O seu problema é que qualquer direcção ele escolha, ele irá enfurecer e perder uma parte significativa de sua base de apoio: ou os seus apoiantes anti-sistema que desejam mudança, ou os republicanos (e democratas) do sistema que sejam manter o status quo. A história tem mostrado que na ausência de um movimento popular forte, unificado e activo, a sorte será do sistema.

O nosso caminho é para a frente

Com tudo isto, é imperativo que o movimento da paz e justiça concentre a sua atenção na dinâmica social, nas forças sociais e políticas em vez de se concentrar em Trump como um indivíduo. Apesar de todas as questões negativas e os perigos a que a eleição do Trump deu origem, há um lado positivo, a sua eleição pôs a nu todas as contradições do sistema existente a todos os níveis: o racismo, o sexismo, a xenofobia, a devastação causada pela globalização corporativa, a guerra perpétua e a profunda corrupção do sistema político em Washington, DC.

A vitória de Trump não é um mandato para a guerra e o racismo. Há motivo para nos preocuparmos, mas não para o desespero. O resultado eleitoral reflectiu principalmente um desejo do eleitorado por mudança. O uso que a campanha de Trump fez do racismo, islamofobia e sexismo não nega esta realidade. Existem algumas características positivas nas posições de campanha contraditórias de Trump em matéria de política externa, por exemplo, a sua abertura para uma atitude mais pragmática em relação à Rússia.
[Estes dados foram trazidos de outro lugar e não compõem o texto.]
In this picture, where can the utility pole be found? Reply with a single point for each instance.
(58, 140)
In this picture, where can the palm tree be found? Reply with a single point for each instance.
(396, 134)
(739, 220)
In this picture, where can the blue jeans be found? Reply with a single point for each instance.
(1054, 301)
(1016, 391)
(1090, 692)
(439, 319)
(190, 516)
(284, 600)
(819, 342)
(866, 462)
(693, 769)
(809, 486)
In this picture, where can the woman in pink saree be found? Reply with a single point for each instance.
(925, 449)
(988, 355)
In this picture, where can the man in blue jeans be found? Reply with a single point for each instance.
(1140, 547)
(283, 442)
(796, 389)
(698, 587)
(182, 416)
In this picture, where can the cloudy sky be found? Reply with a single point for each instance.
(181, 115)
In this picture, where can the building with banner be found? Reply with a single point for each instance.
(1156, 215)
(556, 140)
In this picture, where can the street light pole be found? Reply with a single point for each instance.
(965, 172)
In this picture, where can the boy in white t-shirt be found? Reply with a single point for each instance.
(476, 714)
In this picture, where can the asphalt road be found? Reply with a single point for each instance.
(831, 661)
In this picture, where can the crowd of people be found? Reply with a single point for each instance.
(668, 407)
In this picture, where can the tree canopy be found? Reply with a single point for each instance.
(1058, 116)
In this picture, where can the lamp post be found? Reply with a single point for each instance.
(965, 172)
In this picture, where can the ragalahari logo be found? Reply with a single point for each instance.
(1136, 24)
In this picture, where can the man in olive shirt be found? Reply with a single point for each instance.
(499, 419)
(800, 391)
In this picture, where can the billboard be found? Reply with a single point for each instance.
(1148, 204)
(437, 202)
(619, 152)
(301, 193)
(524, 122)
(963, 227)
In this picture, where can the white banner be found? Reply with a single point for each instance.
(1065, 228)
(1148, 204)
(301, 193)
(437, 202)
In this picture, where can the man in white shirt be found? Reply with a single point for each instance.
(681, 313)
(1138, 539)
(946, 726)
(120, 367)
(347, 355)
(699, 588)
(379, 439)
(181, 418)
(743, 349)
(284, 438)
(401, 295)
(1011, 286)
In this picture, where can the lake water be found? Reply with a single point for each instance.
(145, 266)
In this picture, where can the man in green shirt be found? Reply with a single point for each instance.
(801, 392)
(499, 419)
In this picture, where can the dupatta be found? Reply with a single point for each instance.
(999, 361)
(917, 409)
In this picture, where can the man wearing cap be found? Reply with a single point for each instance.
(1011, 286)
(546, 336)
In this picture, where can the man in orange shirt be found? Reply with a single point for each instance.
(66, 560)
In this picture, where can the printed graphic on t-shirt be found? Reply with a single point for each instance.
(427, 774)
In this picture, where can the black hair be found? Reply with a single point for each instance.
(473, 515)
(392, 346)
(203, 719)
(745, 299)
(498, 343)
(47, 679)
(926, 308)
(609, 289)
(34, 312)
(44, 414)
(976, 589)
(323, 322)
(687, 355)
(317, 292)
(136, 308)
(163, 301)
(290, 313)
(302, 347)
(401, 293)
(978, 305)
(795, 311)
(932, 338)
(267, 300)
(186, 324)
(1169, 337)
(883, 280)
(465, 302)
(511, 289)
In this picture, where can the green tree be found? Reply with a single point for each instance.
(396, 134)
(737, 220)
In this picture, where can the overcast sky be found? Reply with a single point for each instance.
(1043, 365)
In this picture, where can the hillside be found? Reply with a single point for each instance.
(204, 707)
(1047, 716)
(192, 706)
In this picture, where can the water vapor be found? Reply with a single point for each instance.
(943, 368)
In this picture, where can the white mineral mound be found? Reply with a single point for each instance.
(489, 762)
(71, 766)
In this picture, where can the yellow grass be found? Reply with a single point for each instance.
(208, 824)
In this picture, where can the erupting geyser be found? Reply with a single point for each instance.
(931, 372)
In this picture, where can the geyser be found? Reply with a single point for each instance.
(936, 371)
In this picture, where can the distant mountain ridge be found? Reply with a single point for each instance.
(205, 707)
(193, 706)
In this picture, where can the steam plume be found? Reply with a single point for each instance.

Evidentemente, as forças pró-guerra vão mover céus e terra para garantir que os elementos populistas nas suas declarações desapareçam e seremos deixados com uma Administração republicana de direita convencional. Por conseguinte temos de intensificar a luta pela paz e sair para as ruas em grande número.

Concentrando nas exigências populares que foram levantadas durante esta eleição por Trump, Clinton, Sanders, ou Jill Stein, podemos unir e unificar todas as forças populares, incluindo a maioria daqueles que votaram em Trump (quer como um voto de protesto ou com base num desejo de mudança sistémica) num movimento o mais amplo possível, que aborde todas as falhas estruturais do sistema que estejam directamente relacionadas com a exploração corporativa imperialista e o belicismo militar-industrial.

A nosso ver, é a única forma de desfazer os efeitos negativos desta eleição e implementar as mudanças fundamentais pelas quais os povos do nosso país e do mundo vêm lutando há muitas décadas.